A.  It's a debugging request.  We don't enumerate everything `pev`
    reports, either, and never have.  And that's not a defect.

B.  These facts are mentioned as much they need to be, IMO; you inquire
    about a character, you get its info.  You inquire about a class, you
    get its info.


     .pchar c ...
             Report, to the standard error stream, information about
             each character (be it ordinary, special, or indexed) or
             character class c.  A character defined by a request (char,
             fchar, fschar, or schar) reports its contents as a JSON‐
             encoded string, but the output is not otherwise in JSON
             format.


Why do I need to call out character flags here?  They're a property, and
the request reports them.


$ echo '.pchar ,' | nroff
character ','
  is not translated
  does not have a macro
  special translation: 0
  hyphenation code: 0
  inherent flags: 0 (none)
  asciify code: 0
  ASCII code: 44
  Unicode mapping: U+002C
  is found
  is transparently translatable
  is not translatable as input
  mode: normal
$ echo '.pchar ,' | nroff -mja
character ','
  is not translated
  does not have a macro
  special translation: 0
  hyphenation code: 0
  inherent flags: 0 (none)
  effective flags: 128 (prohibits break before)
  asciify code: 0
  ASCII code: 44
  Unicode mapping: U+002C
  is found
  is transparently translatable
  is not translatable as input
  mode: normal


> So taking this ticket out of Need Info, at least until Branden
> clarifies what info he still seeks, if any.

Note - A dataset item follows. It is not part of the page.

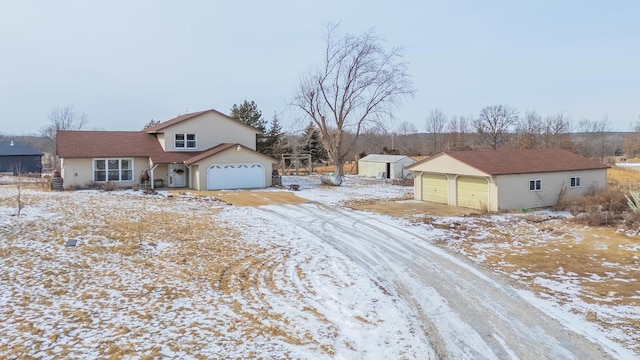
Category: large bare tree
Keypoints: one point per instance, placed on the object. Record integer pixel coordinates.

I need to know what it is you expect me to say about the "flag
interaction of character class and individual character".

What do _you_ think their relationship is?  Please make a statement.

If I can understand it, and I can verify it as accurate by poking the
formatter appropriately (to the best of my limited skill), I'm happy to
add your claim to the manual.

Don't sweat the wordsmithing; I'll take care of that.